Die Positionen des Präsidenten und des Außenministeriums sind doppeldeutig. Einerseits gibt es direkte ultimative Forderungen in Bezug auf die Mitgliedschaft der Ukraine und Georgiens in der NATO sowie auf die Stationierung von Waffen und Truppen an den Grenzen Russlands. Andererseits wird behauptet, das Russland auf keinen Fall in die Ukraine einmarschieren wolle und dass die russischen Armee-Einheiten das Recht hätten, auf eigenem Territorium Militärübungen durchzuführen. Dazu kommt noch die Behauptung, dass in der DNR und LNR keine russischen Soldaten kämpften und die Angriffsgefahr von der Ukraine ausgehe.

Die Militärführung hat keine eigene Position dazu. Es werden bloß Armee-Einheiten und Waffen an der Grenze konzentriert und immer neue Truppen aus anderen Regionen (die Region Ferner Osten inklusive) bewegt.
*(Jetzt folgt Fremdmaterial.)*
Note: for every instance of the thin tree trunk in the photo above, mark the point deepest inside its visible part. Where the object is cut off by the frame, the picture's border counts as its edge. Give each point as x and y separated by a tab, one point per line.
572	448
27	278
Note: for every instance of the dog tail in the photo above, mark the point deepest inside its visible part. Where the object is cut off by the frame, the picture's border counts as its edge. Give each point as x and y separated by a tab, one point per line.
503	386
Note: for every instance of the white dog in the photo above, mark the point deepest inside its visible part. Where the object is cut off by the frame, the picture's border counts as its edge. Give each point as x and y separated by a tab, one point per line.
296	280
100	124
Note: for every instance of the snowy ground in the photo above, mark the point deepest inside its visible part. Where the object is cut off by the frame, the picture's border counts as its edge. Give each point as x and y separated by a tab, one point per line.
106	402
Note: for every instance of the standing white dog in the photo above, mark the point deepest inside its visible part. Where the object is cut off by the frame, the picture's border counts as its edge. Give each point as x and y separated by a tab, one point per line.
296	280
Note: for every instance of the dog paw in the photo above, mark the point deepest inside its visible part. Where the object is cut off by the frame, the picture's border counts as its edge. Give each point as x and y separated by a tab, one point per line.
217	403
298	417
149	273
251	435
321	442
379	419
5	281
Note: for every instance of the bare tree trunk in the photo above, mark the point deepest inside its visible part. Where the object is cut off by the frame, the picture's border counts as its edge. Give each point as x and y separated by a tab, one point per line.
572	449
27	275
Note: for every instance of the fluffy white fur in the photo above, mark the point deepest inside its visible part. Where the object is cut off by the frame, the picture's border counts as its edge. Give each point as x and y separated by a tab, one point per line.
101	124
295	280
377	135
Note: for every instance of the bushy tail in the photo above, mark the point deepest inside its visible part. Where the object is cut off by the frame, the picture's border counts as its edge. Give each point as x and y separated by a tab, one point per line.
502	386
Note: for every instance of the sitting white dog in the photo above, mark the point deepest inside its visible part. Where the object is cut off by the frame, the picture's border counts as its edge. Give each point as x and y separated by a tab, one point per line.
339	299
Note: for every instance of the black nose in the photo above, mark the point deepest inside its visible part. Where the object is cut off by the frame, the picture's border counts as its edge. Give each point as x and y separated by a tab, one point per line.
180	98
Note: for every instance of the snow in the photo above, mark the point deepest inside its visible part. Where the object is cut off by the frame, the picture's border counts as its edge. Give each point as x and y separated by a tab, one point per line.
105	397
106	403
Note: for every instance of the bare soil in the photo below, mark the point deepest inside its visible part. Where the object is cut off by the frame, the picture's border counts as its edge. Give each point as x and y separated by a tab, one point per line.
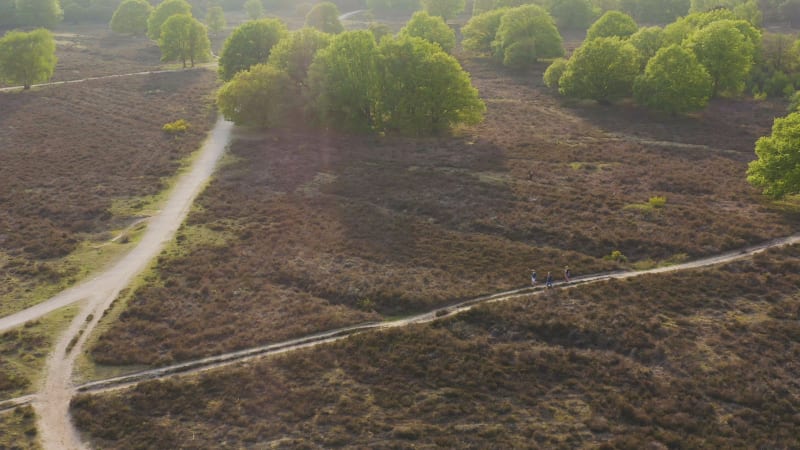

Kritische Stimmen kommen aus den Kreisen der schwachen Opposition (Partei Jabloko, Kongress der Intelligenzia), von einzelnen prominenten Personen und wenigen Medien, von denen die meisten inzwischen zu „ausländischen Agenten“ erklärt worden sind  (Echo Moskvy, Dozhd, Meduza usw.). Das betrifft auch bekannte Experten, die davor warnen, eine Offensive zu beginnen. Schon jetzt ist der Rubelkurs gefallen und alle Prognosen, was die westlichen Sanktionen mit sich bringen können, sehen für die Wirtschaft und für die Leute schlecht aus. Im Unterschied zu der Situation von 2014 bis 2020, als Demos gegen den Krieg mit der Ukraine möglich waren, sind jetzt praktisch alle öffentlichen Äußerungen, Einzelpersonen-Mahnwachen inklusive, verboten. Menschen, die es wagen, werden verfolgt und bestraft. Die Geldstrafen sind hoch, und beim zweiten Mal droht Gefängnisstrafe.

Deswegen kann man eine Reaktion von der Seite der Gesellschaft kaum erwarten. Nach den Umfragen, die das Levada- Zentrum vor kurzem durchführte, halten 75% einen Krieg für möglich, 50% denken, dass die Schuldigen die NATO–Länder und die USA sind. Die staatliche Propaganda wirkt. Dabei sind die Ukrainer nach der Zahl in Russland nach Russen und Tataren mit fast 2 Millionen die drittstärkste nationale Gruppe.